Mendil satan küçük kızlar bile peşimden koşmuyordu artık. Sakarya civarında balık kokusu geliyordu burnuma ama göremiyordum balıkları. Meşrutiyet ise cenaze eviydi gözü kör olasıca Başkent’in... Sessizliğin fazla olduğu saatlere geliyorduk. Yani saat gece oluyordu artık.. Ayakkabı boyayanlar, Güven Parktaki çay satan adamlar dahi gidiyorlardı artık evlerine. Rakı-name’deki klarnet sesi de kesilmişti az önce. Son otobüs geriye kalan alkolikleri toplamak için durağa geliyordu yavaş yavaş saatin gece olduğu saatlerde.. Ne güzel izlemek insanları. Ellerime nefesimi üfleyip birbirine sürttüm ki başka çarem yoktu zaten. Saat gece ve ben tek hece kalıyordum gittikçe.. Bir adam sigaranın canını alırcasına çekiyordu dumanını içine. Ateş istedim bir sigarayla birlikte. Kullanmıyordum fakat ısıtır diye düşündüm içten içe. Cebinden çıkarttığı paketten bir tane uzattı bana kendi sigarasının dumanıyla acıyan gözlerini kısarak. Aşklarından bahsediyordu adam, soluk almadan anlatıyordu yüzüme bile bakmadan. Uzayan saçları gözlerini gizliyor, onu daha gizemli yapıyordu kendi çapında. Kabuk bağlamış yaralarını tekrar kanatıyordu ve ben ağzımı dahi açmıyordum dinlerken. Ev telefonlarından bir numara çevirirdik hikaye anlatırdı ya işte tıpkı onun gibiydi. Dinlemekten zevk alıyordum. Ellerim üşümüyordu artık veya hissetmiyordum. Ayak parmaklarımın uçları ruhlarını çoktan teslim etmişlerdi soğuğa. Ve daha da griye gidiyordu bu hüzünlü şehir. Hafiften saat sabah oluyordu. Zaten saçı sakalı birbirine karışmış olan o adam da artık yorulmuştu. Sabah ezanının okunmasına ramak kalmıştı. Hoca Allahüekber derken sordu adam: "Senin hiç aşkın olmadı mı?" Soğuk artık üşütmüyor yakıyordu bedenimi. Bunun ne anlama geldiğini bilmiyordum ama donmaya başlıyor olabilirdim.
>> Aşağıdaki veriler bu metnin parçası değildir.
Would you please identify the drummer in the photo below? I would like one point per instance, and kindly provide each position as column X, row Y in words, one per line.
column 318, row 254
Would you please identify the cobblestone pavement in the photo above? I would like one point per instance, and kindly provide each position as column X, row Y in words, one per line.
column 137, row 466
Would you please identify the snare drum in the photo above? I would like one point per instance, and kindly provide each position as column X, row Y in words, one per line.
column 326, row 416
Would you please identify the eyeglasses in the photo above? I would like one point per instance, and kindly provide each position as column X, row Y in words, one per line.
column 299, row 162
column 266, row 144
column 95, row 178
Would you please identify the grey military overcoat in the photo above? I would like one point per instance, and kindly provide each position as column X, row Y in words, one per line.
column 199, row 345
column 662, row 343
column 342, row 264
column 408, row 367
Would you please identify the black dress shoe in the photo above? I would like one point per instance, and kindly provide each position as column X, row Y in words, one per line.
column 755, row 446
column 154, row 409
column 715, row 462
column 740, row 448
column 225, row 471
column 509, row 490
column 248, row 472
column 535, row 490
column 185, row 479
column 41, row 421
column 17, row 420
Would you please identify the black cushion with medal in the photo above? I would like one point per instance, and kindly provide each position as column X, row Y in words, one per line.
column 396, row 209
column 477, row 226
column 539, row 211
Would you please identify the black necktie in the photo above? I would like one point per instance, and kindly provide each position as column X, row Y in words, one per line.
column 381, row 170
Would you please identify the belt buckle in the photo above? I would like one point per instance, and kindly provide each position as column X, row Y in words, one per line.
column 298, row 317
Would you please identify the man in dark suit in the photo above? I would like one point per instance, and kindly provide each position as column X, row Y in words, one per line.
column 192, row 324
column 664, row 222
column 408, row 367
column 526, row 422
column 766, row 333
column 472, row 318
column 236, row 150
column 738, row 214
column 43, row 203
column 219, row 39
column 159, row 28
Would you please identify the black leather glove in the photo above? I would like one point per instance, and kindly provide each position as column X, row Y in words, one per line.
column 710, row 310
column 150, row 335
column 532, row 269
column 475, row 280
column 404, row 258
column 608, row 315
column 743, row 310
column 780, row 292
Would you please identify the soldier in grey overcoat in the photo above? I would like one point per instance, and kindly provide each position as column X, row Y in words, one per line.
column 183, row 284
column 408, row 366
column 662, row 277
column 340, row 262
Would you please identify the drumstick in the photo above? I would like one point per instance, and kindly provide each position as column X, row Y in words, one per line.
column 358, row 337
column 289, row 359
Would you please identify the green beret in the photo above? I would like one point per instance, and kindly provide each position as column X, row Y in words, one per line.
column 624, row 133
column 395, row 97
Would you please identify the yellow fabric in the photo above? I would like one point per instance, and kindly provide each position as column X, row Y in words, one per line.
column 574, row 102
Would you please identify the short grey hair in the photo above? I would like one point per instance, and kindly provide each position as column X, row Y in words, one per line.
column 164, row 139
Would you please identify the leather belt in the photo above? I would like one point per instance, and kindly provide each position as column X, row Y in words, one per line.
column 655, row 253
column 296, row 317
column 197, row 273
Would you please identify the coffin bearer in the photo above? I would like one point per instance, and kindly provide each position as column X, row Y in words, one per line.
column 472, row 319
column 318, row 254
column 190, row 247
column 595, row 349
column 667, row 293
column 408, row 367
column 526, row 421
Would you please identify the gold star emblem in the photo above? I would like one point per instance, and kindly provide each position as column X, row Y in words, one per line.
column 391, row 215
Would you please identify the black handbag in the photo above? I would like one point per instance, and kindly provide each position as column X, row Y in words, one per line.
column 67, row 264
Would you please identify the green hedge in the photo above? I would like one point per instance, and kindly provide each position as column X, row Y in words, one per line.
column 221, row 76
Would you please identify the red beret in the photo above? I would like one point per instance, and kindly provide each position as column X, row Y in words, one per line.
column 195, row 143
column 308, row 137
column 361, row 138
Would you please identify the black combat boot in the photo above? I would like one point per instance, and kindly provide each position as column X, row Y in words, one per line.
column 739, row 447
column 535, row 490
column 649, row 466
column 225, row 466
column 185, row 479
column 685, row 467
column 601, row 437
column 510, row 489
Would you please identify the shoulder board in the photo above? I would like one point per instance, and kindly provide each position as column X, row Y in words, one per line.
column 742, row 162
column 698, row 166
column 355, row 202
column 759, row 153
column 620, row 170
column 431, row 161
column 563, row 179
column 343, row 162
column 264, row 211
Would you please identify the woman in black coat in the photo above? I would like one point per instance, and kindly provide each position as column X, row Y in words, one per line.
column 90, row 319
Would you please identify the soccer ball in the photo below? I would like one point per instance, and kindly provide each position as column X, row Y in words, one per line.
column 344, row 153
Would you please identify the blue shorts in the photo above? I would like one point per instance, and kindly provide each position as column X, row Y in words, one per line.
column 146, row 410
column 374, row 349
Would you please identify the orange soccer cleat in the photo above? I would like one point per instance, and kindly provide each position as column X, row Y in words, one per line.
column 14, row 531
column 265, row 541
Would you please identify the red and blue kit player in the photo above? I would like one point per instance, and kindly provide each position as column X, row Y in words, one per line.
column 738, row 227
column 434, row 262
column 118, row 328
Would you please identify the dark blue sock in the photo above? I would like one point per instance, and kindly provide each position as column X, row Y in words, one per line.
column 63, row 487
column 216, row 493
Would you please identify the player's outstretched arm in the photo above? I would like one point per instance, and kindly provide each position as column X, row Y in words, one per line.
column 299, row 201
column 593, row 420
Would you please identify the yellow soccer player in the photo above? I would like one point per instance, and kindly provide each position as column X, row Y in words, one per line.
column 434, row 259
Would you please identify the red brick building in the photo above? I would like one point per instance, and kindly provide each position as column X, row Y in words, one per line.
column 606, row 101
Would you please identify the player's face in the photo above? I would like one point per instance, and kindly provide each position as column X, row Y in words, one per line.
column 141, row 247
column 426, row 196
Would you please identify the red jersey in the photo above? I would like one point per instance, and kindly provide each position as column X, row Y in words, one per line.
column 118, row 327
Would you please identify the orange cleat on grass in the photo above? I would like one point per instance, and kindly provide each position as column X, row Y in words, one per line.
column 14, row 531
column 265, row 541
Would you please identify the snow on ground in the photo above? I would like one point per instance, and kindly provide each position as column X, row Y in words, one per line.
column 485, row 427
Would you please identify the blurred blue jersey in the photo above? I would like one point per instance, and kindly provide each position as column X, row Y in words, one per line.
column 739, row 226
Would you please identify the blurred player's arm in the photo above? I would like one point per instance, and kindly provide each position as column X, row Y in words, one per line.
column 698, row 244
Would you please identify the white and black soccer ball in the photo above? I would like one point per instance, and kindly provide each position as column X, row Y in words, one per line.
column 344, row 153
Dişlerim birbirine değerek dedim adama: "Sen bensin aslında. Senin bütün gece anlattığın o aşkların hepsi benim. Bana sigara yakan adam falan da değilsin. Çünkü öyle birisi yoktu. Kendim yaktım sigaramı ben. Saçlarımın gözlerimi kapattığı ve böyle daha gizemli olduğum doğru. Yüzüme bakmadan anlattın çünkü bir aynam yoktu anlatırken yüzüme bakacağım... Sigaranın canını alırcasına dumanını çektiğim de doğru. Sen bensin aslında. Saat sabah olurken yine yalnızım ben şurada, şuracıkta."
Semih Uludoğan
YORUMLAR
Henüz yorum yapılmamış.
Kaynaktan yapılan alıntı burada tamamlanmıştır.